Tuesday, November 06, 2007

Addressing YAGUMETs

Dark Mutterings During the Dawn


Those of you that have been reading this blog for a while know that I have a fascination with mass extinctions. What causes such traumatic changes to the biodiversity, their resultant evolutionary consequences, and the what-if buried there-in happens to be a subject that absolutely fascinates me. It probably steps from the combination of interests of dinosaurs that grew when I was a very small boy, alternate history and what-if's that I picked up from SHWI, and the interest in modeling some of these events. I am sure there's a touch of that mad and half-baked world builder that all SFnal nuts have as well. In learning about these extinction events and writing them up, I have come across something that has started to annoy me a great deal. I've been putting in jabs at it from time to time, Now its time to take off the gloves and beat the subject senseless.

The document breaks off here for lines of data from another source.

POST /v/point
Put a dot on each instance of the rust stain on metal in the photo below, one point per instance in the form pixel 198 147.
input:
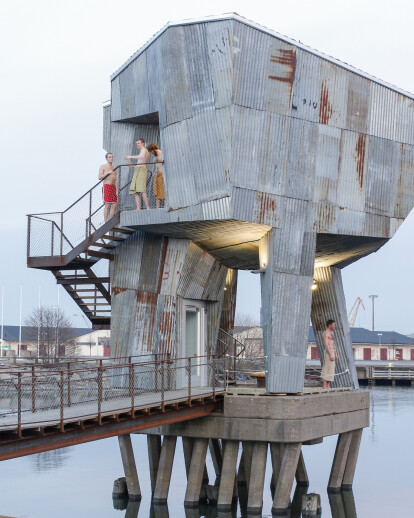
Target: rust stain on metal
pixel 287 58
pixel 325 109
pixel 117 291
pixel 360 150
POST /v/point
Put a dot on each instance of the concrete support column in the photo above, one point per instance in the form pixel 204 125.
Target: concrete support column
pixel 216 455
pixel 276 454
pixel 257 474
pixel 228 475
pixel 287 254
pixel 301 473
pixel 350 467
pixel 162 484
pixel 196 472
pixel 130 468
pixel 328 302
pixel 286 476
pixel 154 452
pixel 339 462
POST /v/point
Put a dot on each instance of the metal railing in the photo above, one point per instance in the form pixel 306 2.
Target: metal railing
pixel 391 373
pixel 57 233
pixel 35 398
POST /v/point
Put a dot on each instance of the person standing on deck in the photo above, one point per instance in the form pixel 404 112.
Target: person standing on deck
pixel 138 185
pixel 158 186
pixel 110 186
pixel 330 356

The YAGUMET subject in question is actually a rather human problem: we all want to remembered for doing something great, leaving our mark, or however you want to describe the problem. This extends to mass extinction theories as well. The scientists involved are perfectly human and they make human mistakes (stooo-pid hooo-mons!). One of these mistakes has risen up as I read and research to the point of a major annoyance. It feels like every single theory for a mass extinction is turned into a panacea for describing all the mass extinctions of times past. I call these offenses "Yet Another Grand Unified Mass Extinction Theory" or YAGUMET. What it boils down to is the scientists in question want to be known as the guys/gals that figured it all out for everything. Wah-lah! Wave the hands and everything falls into place. Except, it doesn't really work out that way. We have precisely two extinction events that have been solidly backed with data that we can say that we think we have them 'solved[1].' The problem is that both of these major extinctions have very different causes.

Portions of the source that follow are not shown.